Massachusetts-based Grey2K is one of the moving forces behind a constitutional amendment that would end wagered greyhound racing in Florida, an attorney acknowledged in court Friday. Even though the amendment was placed on November’s ballot by Florida’s Constitutional Revision Commission (CRC), Stephen Turner, attorney for the Committee to Protect Dogs admitted its extensive involvement in getting the CRC to approve the proposed language.
The Committee to Protect Dogs was in a Tallahassee courtroom Friday asking Circuit Judge Karen Gievers to allow them to intervene in a lawsuit filed by the Florida Greyhound Association, the group representing greyhound owners and breeders. The association wants the amendment thrown-off the ballot because it alleges the language is misleading and fails to inform voters that ending greyhound racing would allow 12 Florida tracks to convert their facilities into “mini-casinos” – containing poker rooms and slot machines.
Retired Florida Supreme Court Justice Major Hardin, attorney for the Greyhound Association, told Judge Gievers their lawsuit is on the merits of the ballot language, not the legality of dog racing and urged her to deny the Committee’s motion to intervene. The judge agreed.
She scheduled another hearing for July 26 to judge the merits of the lawsuit.

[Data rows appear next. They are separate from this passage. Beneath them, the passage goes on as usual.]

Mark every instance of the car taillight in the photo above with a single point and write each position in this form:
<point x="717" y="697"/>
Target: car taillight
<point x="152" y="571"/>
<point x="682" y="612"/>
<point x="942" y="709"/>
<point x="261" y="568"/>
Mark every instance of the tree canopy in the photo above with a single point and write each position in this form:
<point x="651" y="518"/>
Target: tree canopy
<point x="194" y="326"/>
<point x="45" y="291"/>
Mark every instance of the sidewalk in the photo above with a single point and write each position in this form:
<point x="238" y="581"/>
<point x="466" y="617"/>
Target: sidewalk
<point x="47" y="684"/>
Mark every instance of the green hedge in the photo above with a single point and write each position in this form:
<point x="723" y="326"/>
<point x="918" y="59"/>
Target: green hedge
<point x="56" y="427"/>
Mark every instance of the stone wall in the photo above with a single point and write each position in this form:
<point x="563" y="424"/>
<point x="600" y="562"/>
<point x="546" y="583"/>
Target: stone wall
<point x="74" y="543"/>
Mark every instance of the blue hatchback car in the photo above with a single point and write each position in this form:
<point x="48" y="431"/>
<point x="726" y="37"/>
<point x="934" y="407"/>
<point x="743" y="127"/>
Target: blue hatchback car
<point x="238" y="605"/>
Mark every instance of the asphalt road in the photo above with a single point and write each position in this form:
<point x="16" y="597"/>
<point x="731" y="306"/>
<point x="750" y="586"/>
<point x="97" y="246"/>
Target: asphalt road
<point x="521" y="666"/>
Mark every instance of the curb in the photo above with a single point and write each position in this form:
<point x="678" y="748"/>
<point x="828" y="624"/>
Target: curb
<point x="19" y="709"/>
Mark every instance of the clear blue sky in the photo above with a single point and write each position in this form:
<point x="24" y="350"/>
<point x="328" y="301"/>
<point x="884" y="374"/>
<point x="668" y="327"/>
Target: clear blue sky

Opponents of greyhound racing have unsuccessfully tried for years to convince the state legislature to ban commercial dog racing. They are using the constitutional revision commission process to try and convince voters to do what the legislature refused to do.
Greyhound racing has been in Florida for nearly a century. Supporters admit dog racing isn’t as popular as in the past, but it still generates millions in tax revenue for the state of Florida. Greyhound owners and breeders are typically small business owners and passage of this amendment would put them out of business. Groups like Grey2K and the Humane Society of the U.S. have pushed similar bans throughout the country claiming the dogs are abused, something greyhound owners deny.
Regardless of the outcome of the July 26 hearing, this case is likely to be appealed all the way to the Florida Supreme Court, which will decide if voters will have the chance to approve or deny the amendment. It takes 60% voter approval to add an amendment to Florida’s Constitution.